Cadi is quiet but appears to be easily agitated by sights and sounds of hunting, which is a frequent activity of the men of the house. Glenda’s husband Gwyn (played by Julian Lewis Jones) has hunted rabbits that will be served during the banquet. When he plops two dead and bloody rabbits on the kitchen countertop, Cadi acts very disturbed. And when the couple’s younger son Guto (played by Steffan Cennydd), who is in his late teens or early 20s, shoots a gun in a nearby field, the sound of the gun frightens Cadi so much that she crouches down in fear.

It doesn’t take long for Cadi to find out that this is a dysfunctional family. Glenda and Gwyn have two sons: Elder child Gweirydd (played by Siôn Alun Davies) is an obsessive overachiever type who left his job as a hospital doctor to go into intense training for a triathlon. Younger child Guto, the “black sheep” of the family, is a needle-using drug addict who has been in rehab and who has overdosed at least once.

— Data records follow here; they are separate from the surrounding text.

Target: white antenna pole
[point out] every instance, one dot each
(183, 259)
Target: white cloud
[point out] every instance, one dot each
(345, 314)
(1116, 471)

Cadi’s arrival at the house piques the interest of the three men who live there, and she shows some curiosity too. Gweirydd immediately stares lecherously at Cadi. Later, she spies on Gweirydd while he shaves his pubic hair in a sauna. Cady seems more attracted to Guto, who accidentally injured his foot outdoors when a metal part of fence dropped on his foot. What happens to this foot injury later in the movie is not for the faint of heart.

After seeing Cadi’s horrified reaction to the dead rabbits, Gwyn tells Cadi that he’s sorry that he scared her. “I want to be your friend,” Gwyn tells Cadi. It’s an odd thing to say to a stranger who’s been hired to work in the home for just one evening.

But things get even more bizarre. Soon, it becomes obvious that Cadi is not a “normal” employee. She secretly spits in the food when no one is looking. And when she has some free time alone, she goes in Glenda’s bedroom, tries on some of Glenda’s perfume, and then starts laughing like a maniac. 

The guests at this dinner party are a businessman named Euros (played by Rhodri Meilir) and a farmer’s wife named Mair (played by Lisa Palfrey), who have not been invited just as a social visit. Euros describes his job this way: “I help small businesses find ways to make money with their assets.” And it turns out that Gwyn wants Mair to convince her husband Iori to sell their farm land so that consortium can use the land for drilling purposes. Iori is presumably the third guest who was expected at this dinner party, but he is not in attendance.

This fateful dinner party is really the catalyst for most of the horror action that takes place in the movie. Because the dinner party doesn’t happen until the last third of the movie, viewers must have patience and observe all the clues that explain what happens toward the end of the movie. One of the first signs that something terrible is about to happen is when Glenda shows off the house’s sauna/retreat room to Mair, which Mair thinks looks more like a prison cell. Shortly before they leave, Glenda notices a red feather float down, seemingly from out of nowhere.

“The Feast” is perfectly adequate when it comes to the performances of the cast members. Some viewers will think that the movie takes too long to get to the big scares. (“The Feast” spends a lot of time on the family squabbles and images of the meal being prepared.) Still, director Jones capably handles the film’s brooding atmosphere and how the movie’s feeling of dread slowly increases as time goes on in the story. The most memorable characteristic of “The Feast” is in how its intended message sneaks up on viewers, but it’s cloaked in a very creepy and brutal horror movie.

IFC Films/IFC Midnight released “The Feast” in select U.S. cinemas on digital and VOD on November 19, 2021.